The famous Bruin peacemaker would not relish his continuing relevance. Because instead of "The Arab Cold War" described in Kerr's classic 1965 study of inter-Arab conflict, in which pro-Western monarchies worked to sideline Nasser's Egypt—both writers contended—we now have a broader Middle Eastern cold war in which pro-Western Sunni Arab states are on one side, Iran is on the other, and the people caught in the middle, as ever, suffer and die.

Kerr himself was murdered in front of his office at the American University of Beirut (AUB) 25 years ago, apparently by a Hezbollah gunmen acting on Iranian orders. He had spent two decades at UCLA, successively heading the political science department, the Division of Social Sciences, and the von Grunebaum Center for Near Eastern Studies. The son of Americans who'd gone to work in 1919 for Near East Relief in Turkey and ended up teaching at AUB, Kerr spent his boyhood on the campus, met his wife Ann Zwicker Kerr there on her junior year abroad from Occidental College, took his first teaching job there, and saw three of the couple's four children born in Beirut.

Malcolm and Ann Kerr in the bleachers at the AUB field.

Malcolm and Ann Kerr in the bleachers at the AUB field.

Kerr understood the dangers in Beirut in 1982 as well as anyone. He left the family home in Pacific Palisades during the Israeli invasion, shortly after the kidnapping of AUB acting president David Dodge.  Ann Kerr, now Fulbright Coordinator at UCLA's International Institute, says the lure for both "was AUB.  It represented the very best of this country in a sea of misguided policy…a meeting of the best of East and West. I wanted to go back every bit as much as he did."

AUB "attracted a variety of ethnicities, and they really got along together. That was why he went back. And that was precisely what the Iranians wanted to get rid of," says UCLA emeritus professor David Rapoport, an expert on political violence and a Kerr family friend. "The attack on him, while it was not really a personal attack—the symbolism was really quite obvious."

Times Like These

In the days and years after Jan. 18, 1984, the public mourning for Kerr reflected the roles he'd played and the places he'd loved. Four hundred people turned out for a UCLA memorial service more than two weeks after the assassination. AUB, the American University in Cairo, and Princeton University all held services. Half of Kerr's ashes were interred at AUB and half in Southern California.

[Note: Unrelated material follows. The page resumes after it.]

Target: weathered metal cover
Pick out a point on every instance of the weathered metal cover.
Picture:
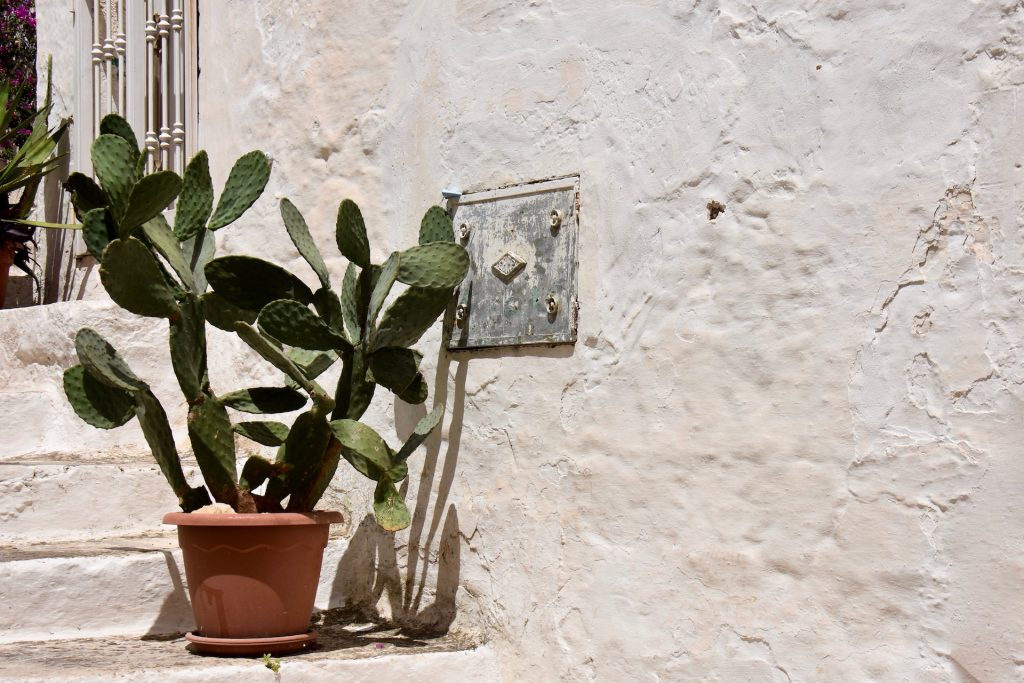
(521, 287)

University of Arizona freshman Steve Kerr, who would go on to win five NBA championships with the Chicago Bulls and San Antonio Spurs, scored his highest point total of that season at a game dedicated to his father two days after the killing. Historian Nikki Keddie took a salary cut and managed to have it diverted to pay three Malcolm Kerr Memorial postdoctoral fellows for a year apiece at UCLA; and the Middle East Studies Association renamed its dissertation awards for Kerr, a founding member and one-time president.

For emerita historian Afaf Marsot, an Egypt specialist, one thing that stands out in memory is Kerr's "sense of right and wrong that one did not infringe: 'right is right and wrong is wrong.' This was the kind of thing that one admired about Malcolm." Three of his prominent former UCLA colleagues in political science penned an appreciation in 1986 that focused on the same qualities. They wrote, "Being a highly visible authority on the Middle East in the 1960s and 1970s was not an enviable task: in fact, it was more than onerous and someone of lesser stature than Malcolm would find it most tempting to equivocate, compromise and avoid taking sides." Marsot puts it differently: "He seldom took sides, but he would call the shots as he saw them."

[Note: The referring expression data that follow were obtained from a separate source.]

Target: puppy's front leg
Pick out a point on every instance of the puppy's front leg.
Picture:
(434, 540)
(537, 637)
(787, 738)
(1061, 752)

Either way, at public debates on campus Kerr would represent an Arab view of the Arab–Israeli conflict. Political scientist Steven Spiegel, who directs the UCLA Center for Middle East Development, recalls regularly sitting across the table to represent the Israeli side.

"It was much easier to do that then," says Spiegel, adding that, today, "you could have a whole debate between pro-Israelis" or among Arab elites of various stripes. Preferring dialogue to intellectual cold wars, Kerr worked with people with a range of views; one of his first doctoral students at UCLA was Itamar Rabinovich, later an Israeli negotiator and ambassador to the United States.

In part because regional tensions are high today, Kerr's writing has a contemporary texture. "Even his more historical work about the nineteenth century or about the early reformists in Egypt and the Muslim world, Muhammad Abduh and Rashid Rida," says Keddie, an expert on Iran, "raised many of the questions about the nature of Islamic reform and even relations of Islam and the West which still are relevant to the kind of discussions that intellectuals have today."

Seeking Truth and Reconciliation

"You do want to make the most of life, and you have to take risks," says Susan Kerr Van de Ven, eldest of the four children, of her father's decision to return to AUB amid civil war. The decision was hard for some at UCLA to assimilate. Ann Kerr wrote a memoir, Come With Me From Lebanon: An American Family Odyssey (1994), which weaves together Lebanese and Southern Californian strands of a shared life story, partly in order to explain it to her grandchildren.

But another set of questions and decisions would occupy the Kerr family for much of the second decade after 1984, as information finally emerged about the identity of the assassins. Van de Ven details this search for answers in her recent book, One Family's Response to Terrorism: A Daughter's Memoir. Investigations by academics and by the journalist and former hostage Terry Anderson yielded results, while information came slowly from the U.S. bureaucracy.

"We discovered after 20 years … that our government had known within three weeks who had killed my father," Van de Ven said at a book talk on campus last fall.

With its ties to the Middle East, the family aimed not for retribution, but to pressure the United States and Iran to talk. In a vote for diplomacy and legal process, the Kerrs after much deliberation used a Clinton-era antiterrorism law to sue Iran in U.S. federal court over the assassination. At the same time, in the interest of reconciliation, they declined to pursue large punitive damages.

"Their prime object was to find out what happened," says Rapoport. "And the second object really was to hope that that could be used to reconcile, rather than destroy a relationship. It's a remarkable attitude when you think about it. I suspect very, very few families would go that way."

The Kerrs won their judgment in 2003, but the case could not be formally settled in Iran's absence.

"The only thing that's left now is for our new president to go and talk to the government of Iran, and I hope he does," said Van de Ven last fall.